Mi stringo nelle spalle prima di rispondere:
«Francamente non lo so, non poterei giurarlo. Forse non l’hanno più; forse l’hanno uccisa, perché dava loro troppa noia. Ma, nonostante tutto, il diamante rimane.»
«Quale diamante?»
«Quello che giace nascosto in fondo a ognuno di noi, e che rende sacro il mistero dell’anima, di ogni anima: a dispetto dei suoi atti esteriori e dei suoi stessi pensieri.»
«Anche Hitler e Stalin avevano un diamante in fondo all’anima?»
«Tutti, senza eccezione. Ma talvolta esso è nascosto, talmente nascosto in profondità, che davvero potrebbe sorgere il dubbio.
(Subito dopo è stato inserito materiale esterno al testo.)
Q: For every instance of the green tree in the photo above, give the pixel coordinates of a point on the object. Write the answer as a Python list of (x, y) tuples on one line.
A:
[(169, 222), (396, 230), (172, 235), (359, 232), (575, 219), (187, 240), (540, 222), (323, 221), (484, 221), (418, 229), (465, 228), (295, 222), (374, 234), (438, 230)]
Magari è sepolto sotto infiniti strati di sporcizia…»
«Già: perché un diamante è un diamante, e la sporcizia è sporcizia.»
«… così come una profonda canzone d’autore è un’opera di poesia, mentre una canzonetta con quattro note furbe e quattro parole messe lì per abbagliare gli spiriti superficiali, è tutta un’altra cosa.»
«… mentre quel tale critico musicale sostiene che sono due cose di pari dignità.»
«Tutti  i diamanti sono di pari dignità; ma non la sporcizia che ne riveste alcuni.»
«Perché tu sei un uomo all’antica, vero?»
«Già. Per me una torta è una torta, e uno sterco di vacca è uno sterco di vacca. Si capisce che è utile anche quest’ultimo, ma come concime per la terra: cioè, in un altro ordine di fenomeni. Se invece si afferma che una torta e uno sterco sono due cose di pari dignità, senza distinguerne i differenti ambiti, si fa solo della confusione in mala fede.»
«Perché in mala fede?»
«Perché annulla le differenze di qualità, appiattisce tutto e legittima tutto, anche le cose peggiori.»
Sabina mi lancia una delle sue occhiate assassine e non dice più niente, sorridendo sotto i baffi.